That was the environment in which Gunnar Gunnhilt, the Jarl of Onn, called Lord Gunn by his brothers and second only to the primarch, made his case.
‘They will run us down,’ he said.
The Legion command, a council of forty souls, listened intently. Russ himself had not spoken. The primarch was slouched in a granite throne, his true-wolves curled at his boots, his ruddy face locked in brooding. Frost-blue eyes glittered dully under a mane of dirty blond hair. The Lord of Winter and War had not fought since the abortive attempt to summon Alpharius to the Hrafnkel, and the enforced lethargy seemed to have atrophied him.
Bjorn had witnessed that last fight, had seen his primarch take apart a Contemptor Dreadnought as if it were a child’s toy. That power must still have been there, coiled deep, locked in his brawler’s hearts even in the midst of endless defeat, but the surface fire had gone. Russ now surrounded himself with runes, listening to the cold whispers of white-haired priests and trying to divine the auguries like a gothi of old.

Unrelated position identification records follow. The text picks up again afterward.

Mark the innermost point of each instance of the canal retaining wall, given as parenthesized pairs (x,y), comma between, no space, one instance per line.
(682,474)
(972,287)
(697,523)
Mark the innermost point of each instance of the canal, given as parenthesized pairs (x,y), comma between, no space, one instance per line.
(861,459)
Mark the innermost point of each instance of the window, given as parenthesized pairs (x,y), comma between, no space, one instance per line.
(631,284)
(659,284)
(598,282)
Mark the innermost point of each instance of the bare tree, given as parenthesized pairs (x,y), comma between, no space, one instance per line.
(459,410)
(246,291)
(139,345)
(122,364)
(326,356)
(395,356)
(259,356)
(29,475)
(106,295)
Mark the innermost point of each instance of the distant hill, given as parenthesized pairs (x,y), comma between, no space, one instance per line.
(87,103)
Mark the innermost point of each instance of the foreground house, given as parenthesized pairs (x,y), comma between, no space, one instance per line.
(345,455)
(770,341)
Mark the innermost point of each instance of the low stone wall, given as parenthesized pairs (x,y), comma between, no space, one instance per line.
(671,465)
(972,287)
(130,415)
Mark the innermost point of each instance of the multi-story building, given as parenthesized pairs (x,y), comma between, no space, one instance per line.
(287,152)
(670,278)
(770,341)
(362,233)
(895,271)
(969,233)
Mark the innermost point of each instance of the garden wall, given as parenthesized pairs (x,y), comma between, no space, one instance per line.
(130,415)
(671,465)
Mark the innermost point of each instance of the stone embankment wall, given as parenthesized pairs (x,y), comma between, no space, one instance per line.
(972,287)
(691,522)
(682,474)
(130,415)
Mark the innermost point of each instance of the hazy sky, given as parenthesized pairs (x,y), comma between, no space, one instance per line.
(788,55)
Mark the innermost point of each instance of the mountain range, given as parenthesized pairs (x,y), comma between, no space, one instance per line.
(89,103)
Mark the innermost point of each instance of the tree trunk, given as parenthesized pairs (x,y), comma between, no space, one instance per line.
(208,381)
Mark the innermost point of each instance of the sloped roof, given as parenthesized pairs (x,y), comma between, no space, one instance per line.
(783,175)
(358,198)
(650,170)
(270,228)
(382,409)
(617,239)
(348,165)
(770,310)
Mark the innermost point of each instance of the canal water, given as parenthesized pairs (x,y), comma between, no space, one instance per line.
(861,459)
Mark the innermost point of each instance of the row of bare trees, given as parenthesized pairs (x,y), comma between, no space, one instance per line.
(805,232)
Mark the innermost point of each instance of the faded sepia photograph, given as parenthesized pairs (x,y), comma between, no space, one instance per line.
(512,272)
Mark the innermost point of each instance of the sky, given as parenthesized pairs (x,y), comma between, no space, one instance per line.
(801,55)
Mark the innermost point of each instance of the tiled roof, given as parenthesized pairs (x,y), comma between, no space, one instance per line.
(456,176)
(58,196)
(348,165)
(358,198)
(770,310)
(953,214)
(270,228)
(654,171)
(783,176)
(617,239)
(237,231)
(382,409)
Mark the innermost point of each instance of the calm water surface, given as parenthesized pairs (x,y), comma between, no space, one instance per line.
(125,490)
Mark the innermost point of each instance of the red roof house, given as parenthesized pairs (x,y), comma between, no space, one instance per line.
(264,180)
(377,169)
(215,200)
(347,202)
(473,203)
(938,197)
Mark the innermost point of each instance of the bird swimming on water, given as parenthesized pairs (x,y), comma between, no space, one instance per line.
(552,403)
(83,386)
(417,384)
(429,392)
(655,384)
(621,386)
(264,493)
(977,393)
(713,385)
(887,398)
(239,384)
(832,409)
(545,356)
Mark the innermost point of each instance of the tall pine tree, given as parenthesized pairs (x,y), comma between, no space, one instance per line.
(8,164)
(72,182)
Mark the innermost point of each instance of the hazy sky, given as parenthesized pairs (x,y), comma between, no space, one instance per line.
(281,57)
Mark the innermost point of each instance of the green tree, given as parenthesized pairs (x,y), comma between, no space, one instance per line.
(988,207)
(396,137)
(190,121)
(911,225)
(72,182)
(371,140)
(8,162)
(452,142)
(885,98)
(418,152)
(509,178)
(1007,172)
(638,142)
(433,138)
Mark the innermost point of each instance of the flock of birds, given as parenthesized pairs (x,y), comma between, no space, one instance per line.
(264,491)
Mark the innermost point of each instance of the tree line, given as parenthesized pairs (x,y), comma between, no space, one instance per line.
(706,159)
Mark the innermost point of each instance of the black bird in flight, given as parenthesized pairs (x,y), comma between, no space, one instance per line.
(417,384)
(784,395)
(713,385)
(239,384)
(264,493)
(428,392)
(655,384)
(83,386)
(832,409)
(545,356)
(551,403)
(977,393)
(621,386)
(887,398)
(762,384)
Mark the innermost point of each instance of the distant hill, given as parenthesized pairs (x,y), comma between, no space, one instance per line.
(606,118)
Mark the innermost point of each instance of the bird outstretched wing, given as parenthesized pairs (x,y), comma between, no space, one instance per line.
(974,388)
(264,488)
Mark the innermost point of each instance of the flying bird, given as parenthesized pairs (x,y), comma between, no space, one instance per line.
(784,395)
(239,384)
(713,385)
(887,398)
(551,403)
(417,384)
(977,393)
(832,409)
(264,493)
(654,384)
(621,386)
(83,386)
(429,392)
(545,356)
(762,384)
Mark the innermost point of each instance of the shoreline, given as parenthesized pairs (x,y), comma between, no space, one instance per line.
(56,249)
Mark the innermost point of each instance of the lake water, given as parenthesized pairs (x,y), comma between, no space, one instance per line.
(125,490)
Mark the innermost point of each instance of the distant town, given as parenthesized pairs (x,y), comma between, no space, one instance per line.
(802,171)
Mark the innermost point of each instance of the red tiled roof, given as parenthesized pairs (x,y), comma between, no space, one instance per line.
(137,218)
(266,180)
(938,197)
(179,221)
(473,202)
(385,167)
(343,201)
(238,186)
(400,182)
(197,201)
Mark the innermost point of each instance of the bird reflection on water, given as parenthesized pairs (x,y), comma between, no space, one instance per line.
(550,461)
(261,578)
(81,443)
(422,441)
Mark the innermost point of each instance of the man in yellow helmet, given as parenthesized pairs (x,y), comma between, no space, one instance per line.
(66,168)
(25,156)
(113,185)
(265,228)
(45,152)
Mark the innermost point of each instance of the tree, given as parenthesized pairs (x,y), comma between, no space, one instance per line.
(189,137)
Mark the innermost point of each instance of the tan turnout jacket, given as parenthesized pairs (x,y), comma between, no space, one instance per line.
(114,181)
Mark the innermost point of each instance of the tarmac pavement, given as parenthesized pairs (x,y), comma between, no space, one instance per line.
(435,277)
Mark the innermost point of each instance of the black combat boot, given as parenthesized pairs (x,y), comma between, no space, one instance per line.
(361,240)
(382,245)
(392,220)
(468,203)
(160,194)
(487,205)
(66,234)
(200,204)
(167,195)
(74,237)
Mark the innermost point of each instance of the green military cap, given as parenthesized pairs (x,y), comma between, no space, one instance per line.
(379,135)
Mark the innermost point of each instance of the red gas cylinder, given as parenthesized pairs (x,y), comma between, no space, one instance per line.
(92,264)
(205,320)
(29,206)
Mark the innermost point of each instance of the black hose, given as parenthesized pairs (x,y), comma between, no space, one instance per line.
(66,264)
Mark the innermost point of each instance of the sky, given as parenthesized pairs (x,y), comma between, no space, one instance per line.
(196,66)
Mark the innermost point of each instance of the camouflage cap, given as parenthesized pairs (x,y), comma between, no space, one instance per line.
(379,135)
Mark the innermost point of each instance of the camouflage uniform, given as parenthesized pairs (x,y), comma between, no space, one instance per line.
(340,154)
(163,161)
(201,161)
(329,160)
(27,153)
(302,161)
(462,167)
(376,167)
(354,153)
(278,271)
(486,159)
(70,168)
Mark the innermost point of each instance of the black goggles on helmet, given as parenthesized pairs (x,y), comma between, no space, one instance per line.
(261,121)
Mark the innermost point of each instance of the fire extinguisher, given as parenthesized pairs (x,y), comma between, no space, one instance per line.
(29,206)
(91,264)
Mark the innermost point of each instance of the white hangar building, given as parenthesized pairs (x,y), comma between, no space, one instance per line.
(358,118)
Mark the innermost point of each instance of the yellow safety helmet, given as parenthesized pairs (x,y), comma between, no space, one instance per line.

It was whispered, and Bjorn had heard the whispers, that the Wolf King had lost his stomach for the fight; they said that being kept out of the greater war had turned his mind, that the death of ¬Magnus haunted him and that he had not slept a clear night since the Khan had refused to come to his aid. Bjorn did not believe that and knew the whispers were foolish, but something, it had to be admitted, had changed. Lord Gunn knew it, Helmschrot knew it, as did the priests and the ship commanders and the jarls of the Legion.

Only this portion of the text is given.